TLIBgen offers the following commands:

  • generate -seq SEQ_DIR -tlib TLIB_DIR
    Constructs coil and native torsional libraries from the sequence data in SEQ_DIR, and saves them to TLIB_DIR (by default, SEQ_DIR = ../PDBget/seqdata and TLIB_DIR = ./tlib).
  • clean DIR
    Deletes the coil and native libraries stored in DIR.

BLIBgen

The ab-initio mode in OOPS requires a library of Ramachandran basin fragments for the input amino acid sequence. BLIBgen generates these basin libraries using the sequence properties from PDBget together with PSI-blast alignments.

BLIBgen offers the following commands:

  • setup SEQ_DIR
    It generates the basin and sequence databases needed to run BLIBgen, using the sequence properties stored in SEQ_DIR (by default, SEQ_DIR = ../PDBget/seqdata).
  • generate FASTA_FILE
    Generates the basin library for the amino acid sequence in FASTA_FILE, using standard parameters of BLIBgen. The resulting library is saved to ./output/NAME, where NAME is the same as the FASTA_FILE.
  • blib-blast -if FASTA_FILE -basind BASIN_DIR -blastd BLAST_DIR -t THRESHOLD -ti THRESHOLD_ITERATIONS -tm THRESHOLD_MIN -w WORD_SIZE -i ITERATIONS -min MIN_FRAG_LENGTH -max MAX_FRAG_LENGTH [-PSI]
    Runs BLIBgen on FASTA_FILE using all the specified parameters.

Decoys

Decoys is a tool intended to rank decoy sets according to user-provided energy functions.
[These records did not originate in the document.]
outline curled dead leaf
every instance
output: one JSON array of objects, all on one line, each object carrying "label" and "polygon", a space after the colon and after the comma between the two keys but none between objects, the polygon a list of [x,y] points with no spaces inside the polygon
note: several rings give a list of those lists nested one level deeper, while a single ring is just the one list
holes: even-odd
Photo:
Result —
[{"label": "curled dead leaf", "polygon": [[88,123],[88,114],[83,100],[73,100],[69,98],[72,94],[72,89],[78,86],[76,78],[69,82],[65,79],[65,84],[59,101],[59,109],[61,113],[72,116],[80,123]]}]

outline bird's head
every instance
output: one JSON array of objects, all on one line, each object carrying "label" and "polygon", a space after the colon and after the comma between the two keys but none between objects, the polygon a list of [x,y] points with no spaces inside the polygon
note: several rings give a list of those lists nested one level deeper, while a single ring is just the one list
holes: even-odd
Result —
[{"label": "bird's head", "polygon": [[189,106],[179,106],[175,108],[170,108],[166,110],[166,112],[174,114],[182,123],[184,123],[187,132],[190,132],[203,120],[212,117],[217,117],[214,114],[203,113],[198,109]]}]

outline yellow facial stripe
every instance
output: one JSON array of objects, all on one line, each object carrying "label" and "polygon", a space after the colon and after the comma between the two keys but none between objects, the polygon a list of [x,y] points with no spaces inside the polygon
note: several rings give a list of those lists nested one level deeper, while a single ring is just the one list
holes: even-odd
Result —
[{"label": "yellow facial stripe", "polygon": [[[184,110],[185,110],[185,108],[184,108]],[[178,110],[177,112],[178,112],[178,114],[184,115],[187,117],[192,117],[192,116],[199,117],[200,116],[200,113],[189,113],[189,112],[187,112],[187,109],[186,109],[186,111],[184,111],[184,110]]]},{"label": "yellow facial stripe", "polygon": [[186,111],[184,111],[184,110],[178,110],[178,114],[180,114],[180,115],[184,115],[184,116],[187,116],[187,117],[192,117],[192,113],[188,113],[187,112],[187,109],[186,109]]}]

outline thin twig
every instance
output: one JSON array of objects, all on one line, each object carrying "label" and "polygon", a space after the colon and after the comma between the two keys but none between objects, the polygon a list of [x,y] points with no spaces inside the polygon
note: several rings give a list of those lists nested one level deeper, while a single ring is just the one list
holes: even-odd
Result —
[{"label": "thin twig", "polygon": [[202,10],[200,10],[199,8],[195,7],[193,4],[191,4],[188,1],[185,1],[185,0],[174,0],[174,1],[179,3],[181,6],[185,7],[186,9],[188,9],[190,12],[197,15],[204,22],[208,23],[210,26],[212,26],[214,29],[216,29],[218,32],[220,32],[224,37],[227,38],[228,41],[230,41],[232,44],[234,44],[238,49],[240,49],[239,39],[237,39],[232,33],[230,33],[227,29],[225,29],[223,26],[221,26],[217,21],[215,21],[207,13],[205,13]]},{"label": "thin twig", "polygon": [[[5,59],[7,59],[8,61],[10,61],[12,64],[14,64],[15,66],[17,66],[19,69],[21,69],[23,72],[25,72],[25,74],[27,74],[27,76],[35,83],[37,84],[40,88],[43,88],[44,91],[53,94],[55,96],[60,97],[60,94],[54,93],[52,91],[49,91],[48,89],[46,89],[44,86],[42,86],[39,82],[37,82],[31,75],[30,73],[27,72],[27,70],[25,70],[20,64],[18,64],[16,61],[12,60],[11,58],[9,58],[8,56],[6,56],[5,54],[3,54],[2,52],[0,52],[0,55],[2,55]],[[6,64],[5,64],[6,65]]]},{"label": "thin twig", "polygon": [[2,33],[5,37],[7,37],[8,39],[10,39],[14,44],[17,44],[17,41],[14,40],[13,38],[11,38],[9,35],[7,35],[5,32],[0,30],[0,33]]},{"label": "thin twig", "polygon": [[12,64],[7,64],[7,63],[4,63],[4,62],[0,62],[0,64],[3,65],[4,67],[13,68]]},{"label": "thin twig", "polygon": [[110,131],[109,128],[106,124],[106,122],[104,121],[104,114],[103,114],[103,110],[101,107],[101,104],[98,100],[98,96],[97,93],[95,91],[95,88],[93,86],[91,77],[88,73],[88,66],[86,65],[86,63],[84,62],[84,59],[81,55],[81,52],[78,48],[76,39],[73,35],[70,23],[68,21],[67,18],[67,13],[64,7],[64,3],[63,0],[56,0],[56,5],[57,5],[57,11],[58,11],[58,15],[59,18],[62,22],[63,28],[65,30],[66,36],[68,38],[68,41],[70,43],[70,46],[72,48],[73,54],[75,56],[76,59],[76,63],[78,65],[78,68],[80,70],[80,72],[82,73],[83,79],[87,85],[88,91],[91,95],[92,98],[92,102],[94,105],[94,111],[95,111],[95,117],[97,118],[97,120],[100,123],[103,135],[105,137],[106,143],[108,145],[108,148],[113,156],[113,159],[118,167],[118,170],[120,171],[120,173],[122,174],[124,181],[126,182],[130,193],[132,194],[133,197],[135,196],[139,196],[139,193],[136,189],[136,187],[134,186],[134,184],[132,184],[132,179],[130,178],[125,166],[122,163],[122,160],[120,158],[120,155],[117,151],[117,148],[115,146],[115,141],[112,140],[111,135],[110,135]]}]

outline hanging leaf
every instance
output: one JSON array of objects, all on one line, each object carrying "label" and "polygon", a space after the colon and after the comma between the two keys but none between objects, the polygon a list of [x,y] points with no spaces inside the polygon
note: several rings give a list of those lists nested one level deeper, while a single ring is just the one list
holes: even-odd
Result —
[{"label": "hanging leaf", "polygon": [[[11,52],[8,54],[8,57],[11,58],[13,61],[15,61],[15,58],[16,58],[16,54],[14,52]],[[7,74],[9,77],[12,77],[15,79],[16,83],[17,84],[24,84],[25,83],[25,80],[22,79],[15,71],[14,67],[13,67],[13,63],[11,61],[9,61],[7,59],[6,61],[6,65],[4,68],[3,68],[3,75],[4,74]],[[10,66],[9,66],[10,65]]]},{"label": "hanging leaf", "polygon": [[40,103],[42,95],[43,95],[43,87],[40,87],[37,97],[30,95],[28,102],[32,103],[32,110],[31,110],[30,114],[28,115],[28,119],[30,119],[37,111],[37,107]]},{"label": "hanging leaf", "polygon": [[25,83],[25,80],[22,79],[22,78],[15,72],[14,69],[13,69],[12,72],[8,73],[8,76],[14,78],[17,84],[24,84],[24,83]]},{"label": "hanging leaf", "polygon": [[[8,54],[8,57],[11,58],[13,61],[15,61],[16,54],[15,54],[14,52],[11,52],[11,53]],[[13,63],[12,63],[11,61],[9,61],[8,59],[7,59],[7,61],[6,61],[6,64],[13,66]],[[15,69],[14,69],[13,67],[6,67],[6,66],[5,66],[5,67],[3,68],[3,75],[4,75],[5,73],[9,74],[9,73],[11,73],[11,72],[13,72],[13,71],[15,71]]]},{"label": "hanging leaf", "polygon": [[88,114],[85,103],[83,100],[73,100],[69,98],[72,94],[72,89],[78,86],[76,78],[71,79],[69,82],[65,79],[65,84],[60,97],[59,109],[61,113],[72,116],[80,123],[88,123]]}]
It calculates the energies of each decoy structure, and also the RMSD with the native conformation. It also generates RMSD-energy scatter plots and calculates the Z-scores of the decoy sets.

Decoys offers the following commands:

  • rank -id IN_DIR -cfg CFG_FILE
    It looks for decoys sets inside IN_DIR. Each decoy set must to be contained in a separate subdirectory, where the native can be added as a file where the name ends in "native.pdb". CFG_FILE contains the list of energy functions that are to be computed on each set.
  • zscore -id IN_DIR -cfg CFG_FILE
    It uses the valid decoy sets it finds inside IN_DIR to construct a linear combination of the energy terms given in CFG_FILE such the average Z-score computed over all the sets is maximized. Each decoy set must contain the files with the energy values of each desired term (which are generated with the script described above).